Um Dir ein wenig die Sorgenfalten von der Stirn zu bügeln: *JA*, alle aktuellen Spiele mit PhysX nutzen die PPU. 
Zu Deinem Vergleich der Physikengines: Im Gegensatz zu Novodex ist Havok nicht in der Lage Flüssigkeiten, Stoffe und Haare zu berechnen. Havok dient nur zum visuell korrekten umfallen von Gegenständen, und das Darstellen von Trümmerteilen, die nach einer Explosion durch die Luft fliegen. Mehr ist bei Havok einfach nicht drin. Und als besonderes Highlight sei erwähnt, das Havok keine Hardwareunterstützung liefert. 

mfg
ThoR65


----------



## ole88 (21. August 2009)

also die karte für physx heißt Novodex?


----------



## meekee7 (21. August 2009)

nein.

die heißt physx.

novodex ist der alte name der engine.

nochmal zum mittippen:

Die PhysX-Engine nutzt nvidia-grafikkarten oder PhysX-Karten.
Die PhysX-Karten gibt es für Endverbraucher für den PCI-Slot.
Sie haben einen eigenen (austauschbaren) Kühler/Lüfter und 128MB Speicher.
Sie wurden von Asus und BFG hergestellt und sind nur noch bei ebay gebraucht zu haben.


----------



## Sash (21. August 2009)

und zu dem sind die alten karten zu langsam für neue spiele. wurde schonmal getestet, es läuft zwar aber nur viel bringt es nicht. wenn man unbedingt physx spiele spielen will sollte man sich ne nvidia holen, keine ati. zudem hat man dann auch die möglich 3d vision usw zu nutzen, was ati auch nicht hat.


----------



## -NTB- (21. August 2009)

Also was mann hier sol ließt...

CF ist crossfire, hat nix mit Physx zu zun..
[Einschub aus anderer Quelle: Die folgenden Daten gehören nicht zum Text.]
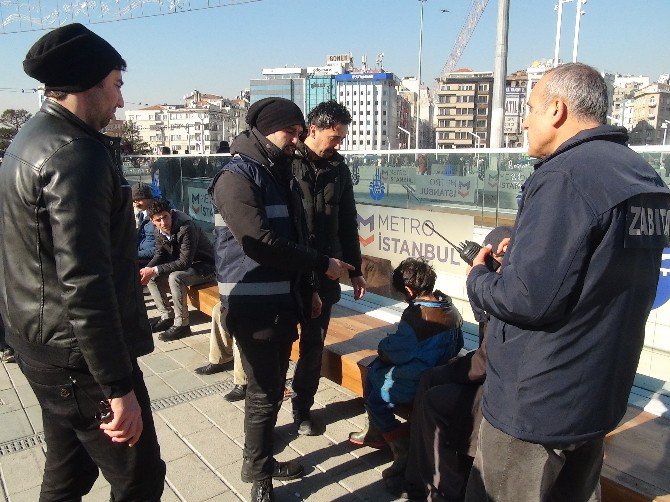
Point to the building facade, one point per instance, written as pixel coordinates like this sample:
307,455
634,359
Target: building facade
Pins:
288,83
464,109
372,99
651,110
515,109
623,93
195,127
wer nen ATI karte  verwendet und unbedinngt nvidias physx nutzen will brauch folgendes:


´eBay: BFG PhysX, Computer


----------



## ole88 (21. August 2009)

ah ok habs kapiert, plant vielleicht ati das ganze mit DX11 einzusetzen?


----------



## Sash (21. August 2009)

nein, das ist ne nvidia sache. hol dir einfach ne nvidia, bist du immer auf der sicheren seite was spiele und so weiter angeht.


----------



## -NTB- (21. August 2009)

Sash schrieb:


> nein, das ist ne nvidia sache. hol dir einfach ne nvidia, bist du immer auf der sicheren seite was spiele und so weiter angeht.




und bei ati nicht?

und immoment ist physx eh nicht so toll das man sich nur deswegen ne nv karte kauft ist doch schwachsinn

aus deinem post ist schon sehr gut zu entnehmen dass du ein kleiner fanboy bist...


----------



## ole88 (21. August 2009)

ne kann ich nicht hab ein cf board und est eine 4870 geholt


----------



## Sash (21. August 2009)

natürlich. ein kleiner mit nem großen....
ego was auch immer recht haben muß.
ich mag halt grün.

cf board ist scheiß egal solange du nicht mehr als eine graka reinstecken willst. und ich würde dir eh raten, warte auf die dx11 karten also die gtx380 die ende des jahres kommt.


----------



## -NTB- (21. August 2009)

Sash schrieb:


> natürlich. ein kleiner mit nem großen....
> ego was auch immer recht haben muß.
> ich mag halt grün.
> 
> cf board ist scheiß egal solange du nicht mehr als eine graka reinstecken willst. und ich würde dir eh raten, warte auf die dx11 karten also die gtx380 die ende des jahres kommt.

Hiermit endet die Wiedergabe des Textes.